# Using the OpenFDA API to get recall data

As a food safety and compliance professional, I have always had an interested in pulling straight from FDA's openFDA api all of the products subject to recall. When I first started playing with their API, I had a few questions:
- How can I pull recall data into a table?
- How can I get around the limit on each request to get everything I need for a given data range?

In this notebook, we'll explore how to answer these questions and more. If you have any questions, please reach out!

# Set up
First thing is to import the packages we need (only 2!).

In [1]:
# Import packages
import requests
import pandas as pd

# Create function for making API call
In the function "fetch_data", we will make a call to FDA's API url: https://api.fda.gov/food/enforcement.json,
add some filters ("params") and then normalize the loaded json into a dataframe.

In [2]:
def fetch_data(base_url, params):
    """
    Fetch data from the API using the base URL and parameters.
    Params:
        base_url: str, base URL of the API
        params: dict, parameters to be used for the API request
    """
    all_data = []
    while True:
        response = requests.get(base_url, params=params)
        if response.status_code == 200:
            data = response.json()
            if 'results' in data:
                all_data.extend(data['results'])
                params['skip'] += params['limit'] 
            else:
                print("No more results found.")
                break
        elif response.status_code == 404:
            if len(all_data)>0:
                print(f"{len(all_data)} results found - No more results available.")
                break
            else:
                print("No matches found. Check your query parameters.")
                break
        else:
            print("Failed to retrieve data:", response.status_code, response.text)
            break
    return all_data

# Fetch the data with an API call
Ok, below is the base url and the filters ("params") along with the date range.
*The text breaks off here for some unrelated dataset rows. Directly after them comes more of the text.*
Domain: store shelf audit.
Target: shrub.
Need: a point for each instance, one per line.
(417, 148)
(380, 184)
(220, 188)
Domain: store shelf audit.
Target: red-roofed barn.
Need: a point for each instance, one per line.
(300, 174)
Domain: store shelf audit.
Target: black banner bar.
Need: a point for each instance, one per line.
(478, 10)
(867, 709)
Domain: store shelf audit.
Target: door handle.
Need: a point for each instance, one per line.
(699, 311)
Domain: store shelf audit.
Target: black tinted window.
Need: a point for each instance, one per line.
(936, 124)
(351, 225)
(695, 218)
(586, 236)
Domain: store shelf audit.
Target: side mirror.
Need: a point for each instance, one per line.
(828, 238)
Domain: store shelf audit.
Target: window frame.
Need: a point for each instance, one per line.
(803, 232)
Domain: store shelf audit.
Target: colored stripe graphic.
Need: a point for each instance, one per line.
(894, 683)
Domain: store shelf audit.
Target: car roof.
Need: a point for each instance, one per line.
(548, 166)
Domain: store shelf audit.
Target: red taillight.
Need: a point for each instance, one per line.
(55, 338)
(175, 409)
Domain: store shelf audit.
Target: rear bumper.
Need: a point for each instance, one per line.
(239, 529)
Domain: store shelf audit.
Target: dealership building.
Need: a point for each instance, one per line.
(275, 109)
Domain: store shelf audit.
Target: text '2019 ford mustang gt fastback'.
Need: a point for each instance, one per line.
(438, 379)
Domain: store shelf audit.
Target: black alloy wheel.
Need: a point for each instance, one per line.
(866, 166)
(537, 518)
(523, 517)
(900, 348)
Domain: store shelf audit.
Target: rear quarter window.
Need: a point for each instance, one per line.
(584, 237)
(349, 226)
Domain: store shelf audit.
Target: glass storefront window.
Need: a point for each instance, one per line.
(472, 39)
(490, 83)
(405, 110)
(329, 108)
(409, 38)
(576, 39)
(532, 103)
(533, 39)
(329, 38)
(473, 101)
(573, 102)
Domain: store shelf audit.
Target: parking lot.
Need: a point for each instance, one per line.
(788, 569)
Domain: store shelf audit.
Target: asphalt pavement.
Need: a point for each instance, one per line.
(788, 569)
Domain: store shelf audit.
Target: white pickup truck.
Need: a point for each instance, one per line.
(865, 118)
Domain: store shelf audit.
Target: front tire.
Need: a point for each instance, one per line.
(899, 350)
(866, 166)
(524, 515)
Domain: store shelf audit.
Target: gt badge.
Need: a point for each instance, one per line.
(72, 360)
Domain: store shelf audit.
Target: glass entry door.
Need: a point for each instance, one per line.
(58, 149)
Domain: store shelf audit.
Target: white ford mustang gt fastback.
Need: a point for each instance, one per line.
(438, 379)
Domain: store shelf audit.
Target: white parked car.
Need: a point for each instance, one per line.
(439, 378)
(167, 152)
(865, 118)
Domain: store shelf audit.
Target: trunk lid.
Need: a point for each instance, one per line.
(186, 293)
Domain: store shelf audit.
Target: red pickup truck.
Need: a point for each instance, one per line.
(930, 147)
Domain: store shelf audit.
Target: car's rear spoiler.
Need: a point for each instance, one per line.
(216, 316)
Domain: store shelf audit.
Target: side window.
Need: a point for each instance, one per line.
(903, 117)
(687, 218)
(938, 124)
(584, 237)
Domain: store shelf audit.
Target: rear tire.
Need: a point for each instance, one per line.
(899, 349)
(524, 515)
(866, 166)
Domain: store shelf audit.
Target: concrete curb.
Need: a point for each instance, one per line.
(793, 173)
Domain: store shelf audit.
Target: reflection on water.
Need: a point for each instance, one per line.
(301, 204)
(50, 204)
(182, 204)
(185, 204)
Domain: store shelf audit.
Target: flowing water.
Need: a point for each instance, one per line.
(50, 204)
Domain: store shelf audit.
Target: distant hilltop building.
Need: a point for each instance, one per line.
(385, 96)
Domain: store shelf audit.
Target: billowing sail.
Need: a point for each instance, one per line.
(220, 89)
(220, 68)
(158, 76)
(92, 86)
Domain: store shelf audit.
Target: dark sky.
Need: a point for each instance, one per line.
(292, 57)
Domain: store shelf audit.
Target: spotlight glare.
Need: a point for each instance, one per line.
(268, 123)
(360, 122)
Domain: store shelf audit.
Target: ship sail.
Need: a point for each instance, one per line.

The params "limit" and "skip" are used to handle pagination.

In [3]:
# Instantiate search variables and parameters
base_url = 'https://api.fda.gov/food/enforcement.json'
start_date = '20240101'
end_date = '20240531'
query_params = {
    'search': f'recall_initiation_date:["{start_date}" TO "{end_date}"]',
    'limit': 100,
    'skip': 0 
}

# Fetch all data
data = fetch_data(base_url, query_params)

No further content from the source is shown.